Soixante-dix ans après le sauvetage des enfants juifs du camp de Vénissieux, elles se souviennent

Vénissieux, 26 août 1942, Sonja Kuhn, sa sœur Lucy, Rachel Kamienker et 1013 juifs de la région lyonnaise sont raflés par la police de Vichy puis incarcérés au camp de transit de Vénissieux. 471 d'entre eux seront sauvés par la commission de criblage, 545 n'auront pas cette chance et seront déportés vers Auschwitz. Soixante-dix ans plus tard, une plaque commémorative a été inaugurée le 29 août à Vénissieux.

A quelques mètres du terrain de l'ancien camp de transit de Vénissieux, une plaque commémorative rend hommage : "à toutes celles et ceux qui, à titre individuel, et au nom d 'associations caritatives ont participé du 26 au 29 août 1942 au sauvetage des juifs étrangers arrêtés en Rhône-Alpes et regroupés au camp de Vénissieux". Mercredi 26 août, l'inscription a été inaugurée par Michèle Picard, maire de Vénissieux et Serge Klarsfeld, président del'association des fils et filles de déportés juifs de France. La cérémonie s'est déroulée en présence de certains rescapés ainsi que Valérie Perthuis - Portheret, auteure de l’ouvrage : Lyon contre Vichy - Août 1942, le sauvetage de tous les enfants juifs du camp de Vénissieux (Éditions lyonnaises d’Art et d’Histoire).

"Je n'avais que 6 ans"

Malgré les années, le traumatisme est toujours là.
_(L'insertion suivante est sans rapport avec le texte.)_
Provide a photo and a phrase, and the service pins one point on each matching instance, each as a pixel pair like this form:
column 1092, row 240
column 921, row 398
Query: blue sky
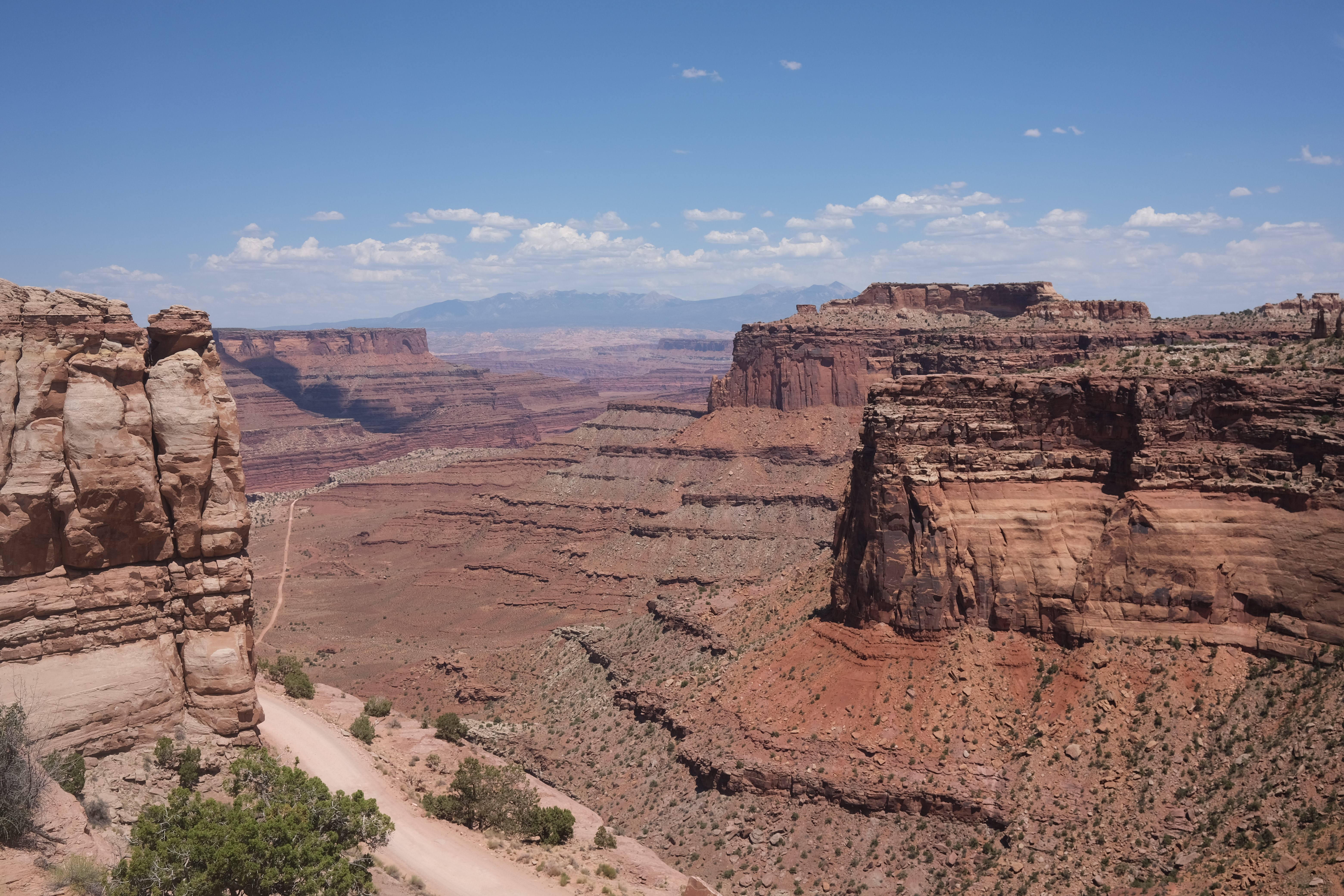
column 182, row 152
Soixante-dix ans après la rafle, Rachel a encore du mal à évoquer ces 3 jours d'août 1942. Elle s'est efforcée de les effacer de sa mémoire toute sa vie durant. "Je n'avais que 6 ans lorsque, sur les ordres de Pierre Laval, ma famille, moi, et 1016 autres juifs avons été arrêtés et parqués pendant 3 jours en attendant d'être déportés vers Auschwitz. Le camp se trouvait juste derrière la plaque commémorative que nous inaugurons aujourd'hui." explique la vieille dame. Pourtant, la seule image dont elle dit se rappeler est celle du moment où Lili Garel, une assistante sociale, l'a cachée sous le banc du camion pour l'emmener loin de Vénissieux. Si aujourd'hui elle accepte d'être présente, c'est avant tout pour rendre hommage aux 545 personnes qui n'ont pas eu sa chance: "Pour les défunts comme pour les vivants il ne faut pas oublier. Les générations futures doivent savoir." Pour Sonja, Lucy et Rachelle, toutes les trois rescapées ; c'est également l'occasion de retrouver celle qui a participé à leur libération.

Un devoir de mémoire

En 1942, Lili Garel n'a que 21 ans lorsqu'elle aide la commission de criblage. Elle, l'Abbé Glasberg de l'Amitié chrétienne, Joseph Weill, et Charles Lederman de l’Œuvre de secours aux enfants (OSE), Gilbert Lesage du Service social des étrangers (SEE), Claude Gutmann des Éclaireurs israélites de France (EIF) et Georges Garel vont se lancer l’une des opérations de sauvetage les plus importantes de la région. Ensemble, ils parviennent dans un premier temps à sortir les 108 enfants des camps de Vénissieux. Modeste, Lili Garel minimise son rôle : "je n'étais qu'une assistante sociale, j'étais surtout là pour le soutient moral". Sa fille, qui l'accompagne, s'étonne de sa pudeur "Elle a dû faire accepter à des parents de se séparer de leurs enfants sans pouvoir leur prouver qu'ils seraient épargnés. Elle a sauvé plus d'une centaine d'enfants." Mais Lily, émue, rappelle que tous ceux de plus de 15 ans ont été déportés vers Auschwitz.

Cette commémoration est aussi l'occasion pour elle de rendre hommage à Georges Garel, son mari, "c'est lui et Joseph Weill qui ont obtenu l’autorisation de placer clandestinement des enfants dans des institutions ecclésiastiques". Bien qu'ils ne soient plus là aujourd'hui, leurs proches perpétuent leur mémoire. Ainsi, la petite fille de Joseph Weill, Aude Grégoire, explique que, pour les 2 hommes, la nuit de Vénissieux a été le point de départ de l'engagement pour le sauvetage des enfants dans la résistance. Un épisode significatif qu'elle tente de aujourd'hui de retranscrire dans la biographie qu'elle écrit sur son grand père. Les années passent, les personnes disparaissent, mais leur combat n'est pas prêt d'être oublié.